Since the initial IND submission in 2020, IMM2510's clinical development has progressed steadily. Its innovative trial design has enabled a differentiated positioning among similar agents. IMM2510 monotherapy demonstrated promising efficacy in previously treated squamous lung cancer, and IND approvals have been granted for Phase II studies combining IMM2510 with chemotherapy for perioperative treatment of resectable squamous NSCLC and esophageal squamous cell carcinoma, as well as for advanced or recurrent endometrial cancer. Positive early clinical results confirm IMM2510's significant anti-tumor efficacy and manageable safety profile in advanced solid tumors.

IMM2510 has already shown exceptional potential in IO-resistant NSCLC: a Phase I study in 17 previously treated patients with advanced squamous NSCLC reported an objective response rate (ORR) of 35.3%, a disease control rate (DCR) of 76.5%, and a median progression-free survival (PFS) of 9.4 months. Updated results will be presented as a poster at ASCO 2026.

Formulation Upgrade: Subcutaneous Administration Addresses Clinical Pain Points of Intravenous Delivery

While intravenous IMM2510 has demonstrated robust efficacy, its clinical application faces limitations: patients require hospitalization for infusion, long-term treatment consumes substantial healthcare resources, and limited convenience imposes significant time and financial burdens on patients.

To address these unmet clinical needs, ImmuneOnco developed IMM2510S, a subcutaneous formulation optimized based on scientific rationale. Compared to intravenous administration, subcutaneous injection offers multiple advantages: it significantly enhances patient compliance (studies show over 85% preference for subcutaneous delivery), optimizes healthcare resource allocation by reducing system costs, and improves pharmacokinetic profiles by lowering peak drug concentration and prolonging exposure time, holding potential for further enhanced safety and efficacy. The acceptance of the IMM2510S IND application reflects ImmuneOnco's patient-centric commitment to continuous treatment optimization.

Executive Commentary

Dr. Tian Wenzhi, Founder, Chairman, CEO, and CSO of ImmuneOnco, stated: "The acceptance of the IMM2510S IND application is a key achievement in our formulation innovation driven by clinical needs. The rapid development of PD-(L)1/VEGF bispecifics validates the clinical value of this target combination, while formulation optimization is a critical step toward enhancing patient experience and expanding drug accessibility. Moving forward, we will accelerate the clinical development of both IMM2510 and IMM2510S, advancing multiple indications in parallel, with the goal of bringing new hope to advanced solid tumor patients through a more convenient and safer delivery method."

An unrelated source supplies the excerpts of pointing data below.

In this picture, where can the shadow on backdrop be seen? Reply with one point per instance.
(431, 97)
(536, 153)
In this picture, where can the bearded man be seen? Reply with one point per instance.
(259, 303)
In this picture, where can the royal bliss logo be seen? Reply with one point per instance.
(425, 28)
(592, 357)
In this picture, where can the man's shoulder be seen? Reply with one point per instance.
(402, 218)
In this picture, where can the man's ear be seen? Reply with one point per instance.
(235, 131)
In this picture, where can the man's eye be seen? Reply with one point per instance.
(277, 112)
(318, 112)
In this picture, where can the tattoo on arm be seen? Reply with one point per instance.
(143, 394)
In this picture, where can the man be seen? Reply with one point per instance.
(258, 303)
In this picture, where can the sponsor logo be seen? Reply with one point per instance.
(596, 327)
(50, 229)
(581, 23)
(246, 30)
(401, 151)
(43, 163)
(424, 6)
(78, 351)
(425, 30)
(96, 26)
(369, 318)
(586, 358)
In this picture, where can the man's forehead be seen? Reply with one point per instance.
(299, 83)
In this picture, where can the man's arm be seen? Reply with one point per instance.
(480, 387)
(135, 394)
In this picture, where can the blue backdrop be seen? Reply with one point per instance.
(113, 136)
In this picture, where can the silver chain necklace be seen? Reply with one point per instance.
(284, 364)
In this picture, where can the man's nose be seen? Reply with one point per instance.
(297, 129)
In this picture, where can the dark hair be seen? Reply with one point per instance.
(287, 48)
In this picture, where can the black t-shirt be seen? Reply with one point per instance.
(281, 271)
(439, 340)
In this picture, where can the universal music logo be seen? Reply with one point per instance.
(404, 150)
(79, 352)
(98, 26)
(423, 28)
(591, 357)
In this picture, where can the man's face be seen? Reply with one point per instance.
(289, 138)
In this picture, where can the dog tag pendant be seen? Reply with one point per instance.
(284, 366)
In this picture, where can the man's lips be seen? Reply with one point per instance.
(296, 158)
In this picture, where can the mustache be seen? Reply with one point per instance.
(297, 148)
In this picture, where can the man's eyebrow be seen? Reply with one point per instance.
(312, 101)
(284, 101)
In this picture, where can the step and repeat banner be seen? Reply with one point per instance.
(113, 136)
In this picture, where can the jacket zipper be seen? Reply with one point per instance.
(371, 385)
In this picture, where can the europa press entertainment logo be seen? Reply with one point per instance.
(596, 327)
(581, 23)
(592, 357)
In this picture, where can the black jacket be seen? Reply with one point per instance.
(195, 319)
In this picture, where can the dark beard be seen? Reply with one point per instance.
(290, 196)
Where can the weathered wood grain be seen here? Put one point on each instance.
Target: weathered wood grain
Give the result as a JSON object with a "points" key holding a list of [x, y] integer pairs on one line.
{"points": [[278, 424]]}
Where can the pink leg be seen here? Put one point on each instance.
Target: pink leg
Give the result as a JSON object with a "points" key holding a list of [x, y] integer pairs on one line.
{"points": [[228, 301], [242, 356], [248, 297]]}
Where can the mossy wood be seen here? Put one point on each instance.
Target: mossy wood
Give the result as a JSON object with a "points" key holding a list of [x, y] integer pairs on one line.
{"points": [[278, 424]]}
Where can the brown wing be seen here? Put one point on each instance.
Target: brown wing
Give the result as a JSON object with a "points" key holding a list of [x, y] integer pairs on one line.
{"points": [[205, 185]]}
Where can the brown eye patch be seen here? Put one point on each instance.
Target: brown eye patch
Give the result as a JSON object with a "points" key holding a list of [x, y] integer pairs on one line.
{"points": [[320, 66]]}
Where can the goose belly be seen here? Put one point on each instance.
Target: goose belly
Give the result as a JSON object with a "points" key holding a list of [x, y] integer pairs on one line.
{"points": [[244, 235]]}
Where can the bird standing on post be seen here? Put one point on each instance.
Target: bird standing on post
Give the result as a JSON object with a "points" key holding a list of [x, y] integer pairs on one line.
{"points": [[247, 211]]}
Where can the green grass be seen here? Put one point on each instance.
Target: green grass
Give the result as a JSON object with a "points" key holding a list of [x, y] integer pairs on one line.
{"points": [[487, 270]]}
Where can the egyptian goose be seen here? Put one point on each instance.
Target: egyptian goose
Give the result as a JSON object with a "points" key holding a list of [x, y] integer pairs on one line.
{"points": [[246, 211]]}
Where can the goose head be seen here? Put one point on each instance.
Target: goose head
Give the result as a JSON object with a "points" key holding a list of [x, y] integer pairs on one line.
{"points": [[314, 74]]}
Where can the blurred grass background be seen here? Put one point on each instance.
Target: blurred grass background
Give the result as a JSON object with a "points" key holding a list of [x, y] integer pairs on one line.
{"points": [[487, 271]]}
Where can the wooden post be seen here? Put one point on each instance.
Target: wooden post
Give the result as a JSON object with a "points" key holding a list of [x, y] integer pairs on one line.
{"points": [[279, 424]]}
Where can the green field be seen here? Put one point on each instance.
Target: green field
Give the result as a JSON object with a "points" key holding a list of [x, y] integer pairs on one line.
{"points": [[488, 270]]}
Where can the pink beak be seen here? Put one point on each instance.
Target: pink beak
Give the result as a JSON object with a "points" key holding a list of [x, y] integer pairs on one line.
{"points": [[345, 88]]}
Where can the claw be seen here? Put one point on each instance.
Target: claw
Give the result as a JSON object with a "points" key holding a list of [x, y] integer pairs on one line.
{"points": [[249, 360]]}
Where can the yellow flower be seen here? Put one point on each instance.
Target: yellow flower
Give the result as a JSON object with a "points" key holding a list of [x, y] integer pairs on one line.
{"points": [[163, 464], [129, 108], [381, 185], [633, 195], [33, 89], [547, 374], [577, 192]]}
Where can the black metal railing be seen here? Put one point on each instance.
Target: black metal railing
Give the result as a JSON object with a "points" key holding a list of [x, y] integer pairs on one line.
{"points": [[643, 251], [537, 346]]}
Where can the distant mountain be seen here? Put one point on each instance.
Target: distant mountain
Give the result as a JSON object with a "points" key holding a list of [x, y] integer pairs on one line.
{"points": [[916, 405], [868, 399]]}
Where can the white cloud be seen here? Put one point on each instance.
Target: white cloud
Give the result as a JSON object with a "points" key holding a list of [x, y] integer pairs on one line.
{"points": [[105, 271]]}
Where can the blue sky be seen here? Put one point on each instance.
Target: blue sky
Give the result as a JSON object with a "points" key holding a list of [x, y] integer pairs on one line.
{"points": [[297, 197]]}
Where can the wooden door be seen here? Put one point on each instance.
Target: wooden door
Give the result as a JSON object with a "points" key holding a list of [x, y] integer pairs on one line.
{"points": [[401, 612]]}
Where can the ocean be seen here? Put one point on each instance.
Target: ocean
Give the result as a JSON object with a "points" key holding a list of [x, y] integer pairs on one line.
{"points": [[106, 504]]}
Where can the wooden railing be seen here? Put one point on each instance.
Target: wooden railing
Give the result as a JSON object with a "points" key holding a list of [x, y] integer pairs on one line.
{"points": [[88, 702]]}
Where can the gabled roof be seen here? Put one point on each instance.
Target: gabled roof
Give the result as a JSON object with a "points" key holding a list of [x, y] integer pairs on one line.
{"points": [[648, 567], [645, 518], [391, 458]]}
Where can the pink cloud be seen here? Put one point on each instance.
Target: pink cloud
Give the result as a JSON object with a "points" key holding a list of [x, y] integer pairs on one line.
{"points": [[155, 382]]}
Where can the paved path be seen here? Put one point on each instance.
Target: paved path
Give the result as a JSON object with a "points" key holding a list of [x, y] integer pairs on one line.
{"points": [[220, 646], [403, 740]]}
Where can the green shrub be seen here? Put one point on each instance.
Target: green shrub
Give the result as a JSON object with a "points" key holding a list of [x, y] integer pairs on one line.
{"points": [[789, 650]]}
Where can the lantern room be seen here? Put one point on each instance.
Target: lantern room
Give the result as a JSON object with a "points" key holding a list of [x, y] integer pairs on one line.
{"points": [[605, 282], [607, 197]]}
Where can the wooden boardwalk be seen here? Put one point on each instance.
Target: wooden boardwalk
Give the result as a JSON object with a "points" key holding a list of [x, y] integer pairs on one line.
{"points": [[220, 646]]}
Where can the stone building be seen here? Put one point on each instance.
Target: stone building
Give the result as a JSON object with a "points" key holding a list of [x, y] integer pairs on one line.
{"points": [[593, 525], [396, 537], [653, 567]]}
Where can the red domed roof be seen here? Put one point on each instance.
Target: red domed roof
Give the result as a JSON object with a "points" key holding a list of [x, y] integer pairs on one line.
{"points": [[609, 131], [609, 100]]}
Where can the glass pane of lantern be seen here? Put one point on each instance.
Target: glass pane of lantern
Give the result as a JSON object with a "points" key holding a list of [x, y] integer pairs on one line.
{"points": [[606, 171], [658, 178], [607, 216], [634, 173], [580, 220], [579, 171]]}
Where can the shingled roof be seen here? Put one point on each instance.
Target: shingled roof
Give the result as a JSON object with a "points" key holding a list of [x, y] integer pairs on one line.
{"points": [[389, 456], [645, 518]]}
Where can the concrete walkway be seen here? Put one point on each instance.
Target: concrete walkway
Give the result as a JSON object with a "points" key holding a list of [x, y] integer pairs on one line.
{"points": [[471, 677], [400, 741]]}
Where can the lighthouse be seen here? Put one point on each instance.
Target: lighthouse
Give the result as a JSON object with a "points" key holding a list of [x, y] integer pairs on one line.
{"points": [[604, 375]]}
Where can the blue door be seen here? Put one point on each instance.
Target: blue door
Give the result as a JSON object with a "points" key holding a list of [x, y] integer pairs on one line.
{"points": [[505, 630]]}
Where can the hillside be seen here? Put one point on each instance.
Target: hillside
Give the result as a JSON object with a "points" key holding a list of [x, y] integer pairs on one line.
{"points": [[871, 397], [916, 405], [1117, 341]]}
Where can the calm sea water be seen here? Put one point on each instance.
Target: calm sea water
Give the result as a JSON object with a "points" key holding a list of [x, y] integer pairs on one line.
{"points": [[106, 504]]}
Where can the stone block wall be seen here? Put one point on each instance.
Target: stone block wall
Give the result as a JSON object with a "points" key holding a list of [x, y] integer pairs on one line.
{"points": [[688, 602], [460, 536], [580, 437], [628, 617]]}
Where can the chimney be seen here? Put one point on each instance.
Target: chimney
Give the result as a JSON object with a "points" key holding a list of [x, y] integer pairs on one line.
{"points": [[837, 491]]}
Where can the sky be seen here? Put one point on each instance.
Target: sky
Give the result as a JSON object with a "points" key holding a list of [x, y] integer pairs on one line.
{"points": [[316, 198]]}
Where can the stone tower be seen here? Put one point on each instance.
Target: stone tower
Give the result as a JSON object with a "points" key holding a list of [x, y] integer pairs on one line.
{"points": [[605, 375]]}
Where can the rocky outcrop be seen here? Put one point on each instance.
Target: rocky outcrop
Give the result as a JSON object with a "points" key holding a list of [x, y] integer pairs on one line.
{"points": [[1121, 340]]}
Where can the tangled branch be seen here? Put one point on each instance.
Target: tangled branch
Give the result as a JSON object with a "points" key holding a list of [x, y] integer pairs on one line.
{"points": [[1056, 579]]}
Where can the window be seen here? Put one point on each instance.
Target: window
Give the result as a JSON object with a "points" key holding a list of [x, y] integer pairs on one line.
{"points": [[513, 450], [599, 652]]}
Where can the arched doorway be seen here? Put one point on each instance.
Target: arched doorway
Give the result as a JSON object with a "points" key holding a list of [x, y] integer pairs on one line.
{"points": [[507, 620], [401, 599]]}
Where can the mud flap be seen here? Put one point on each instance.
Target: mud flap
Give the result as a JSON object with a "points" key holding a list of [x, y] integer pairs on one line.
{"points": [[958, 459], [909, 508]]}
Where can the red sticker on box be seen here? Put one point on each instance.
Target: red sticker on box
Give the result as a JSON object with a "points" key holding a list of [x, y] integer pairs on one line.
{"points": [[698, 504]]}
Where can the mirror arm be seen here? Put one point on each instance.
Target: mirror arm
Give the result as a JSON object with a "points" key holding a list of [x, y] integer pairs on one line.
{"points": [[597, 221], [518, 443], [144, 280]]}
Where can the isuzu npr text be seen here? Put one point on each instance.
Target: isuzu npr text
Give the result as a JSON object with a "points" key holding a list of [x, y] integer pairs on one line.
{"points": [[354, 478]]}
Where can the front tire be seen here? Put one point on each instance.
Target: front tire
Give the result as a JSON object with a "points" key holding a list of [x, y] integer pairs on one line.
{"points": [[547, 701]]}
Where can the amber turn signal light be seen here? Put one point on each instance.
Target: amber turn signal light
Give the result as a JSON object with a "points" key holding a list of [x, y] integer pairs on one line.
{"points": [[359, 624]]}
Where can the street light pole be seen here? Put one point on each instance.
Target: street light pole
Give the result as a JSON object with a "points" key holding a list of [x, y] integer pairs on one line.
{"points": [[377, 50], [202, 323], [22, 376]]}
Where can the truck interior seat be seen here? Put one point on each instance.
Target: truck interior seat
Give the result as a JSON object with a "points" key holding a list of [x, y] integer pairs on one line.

Dr. Wu Zhuli, Chief Medical Officer of ImmuneOnco, added: "Early clinical studies of IMM2510 have shown encouraging anti-tumor potential with intravenous administration. In the current competitive landscape, drug development demands not only efficacy breakthroughs but also a focus on the real-world patient experience. Formulation optimization embodies this philosophy. By transitioning from intravenous to subcutaneous delivery, we aim to deliver triple benefits for patients: reducing the burden of frequent hospital visits, lowering the risk of infusion-related adverse reactions, and further enhancing safety through a more stable drug exposure curve. These seemingly 'small' changes translate to tangible improvements in quality of life for cancer patients requiring long-term treatment."

"We look forward to creating a new treatment paradigm that balances efficacy and quality of life for advanced solid tumor patients through the innovative combination of a potent bispecific drug and a convenient formulation."